Hamadi Jebali of the Islamist Ennahda party was poised Saturday to become Tunisia's new prime minister under a deal struck by the country's three main parties.
Under the agreement, to be announced Monday, veteran rights activist and opposition politician Moncef Marzouki would become president, according to Abdelwaheb Matar, a senior official in the Congress for the Republic party.
The Tunisian press Saturday called it "the battle of Carthage between Marzouki and (Mustapha) Ben Jaafar" of Ettakatol, who in the end was named president of the constituent assembly, officials said.
The three parties also agreed that Ben Jaafar of Ettakatol would occupy the third key post, president of the constituent assembly, Matar told AFP, noting that the deal is subject to the approval of the assembly itself on Tuesday.
Jebali, 63, an Islamist, spent more than 15 years in Ben Ali's jails. His candidacy for the post of prime minister was announced by Ennahda a few days after the October 23 elections.
The horse trading followed Tunisia's historic democratic elections on October 23, nine months after the January ouster of dictator Zine el Abidine Ben Ali. They were the first polls staged as a result of the Arab Spring uprisings.
Editorials have been calling for the new leaders to reach agreement and get to work as the country remains in crisis and the assembly has not yet been reunited.
"Now there has been an agreement, but the essentials still have to be defined, that is, the prerogatives of each of them," political analyst Salaheddine Jourchi.
Tunisians last month elected a 217-strong constituent assembly to draw up a new constitution and appoint the caretaker government until the country calls a general election.
Ennahda won the most seats, with 89.
It put forward Jebali for prime minister as it went into talks with the leftist Congress for the Republic, which won 29 seats, and Ettakatol, which won 20, over who should occupy the senior political posts.
The deal was also confirmed by a leading figure inside Ettakatol, who cautioned that the discussions about the prerogatives of the future leaders had not ended.
He said an official announcement on the nominations would be made "by Monday" as talks would continue over the weekend about sharing out portfolios in the government.

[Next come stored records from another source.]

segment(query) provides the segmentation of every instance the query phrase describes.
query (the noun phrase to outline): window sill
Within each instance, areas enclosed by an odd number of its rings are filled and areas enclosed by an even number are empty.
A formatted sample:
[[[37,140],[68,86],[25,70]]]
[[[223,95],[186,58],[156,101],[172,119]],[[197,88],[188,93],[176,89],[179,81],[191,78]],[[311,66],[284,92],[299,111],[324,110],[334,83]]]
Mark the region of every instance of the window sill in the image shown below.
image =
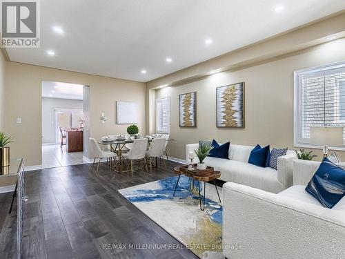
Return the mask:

The first task of the constituent assembly is to draw up a new constitution for the country after the ouster of Ben Ali by a popular uprising on January 14. The new executive will run Tunisia until general elections are called.
The Ennahda party, which vowed to pursue moderate policies after it won the elections, has provoked concern about its radical roots by evoking the caliphate and criticizing single mothers.
Last Sunday, Jebali, Ennahda's number two official, alarmed some by bringing up "the caliphate", an Islamic system of government based on sharia law.
Marzouki, another former opponent of the regime, is a 66-year-old doctor who spent 10 years living in exile in France before returning to Tunisia after the revolution. His party describes itself as being nationalist left.
Ben Jaafar, another doctor aged 71, heads the leftist Ettakatol (Forum) party.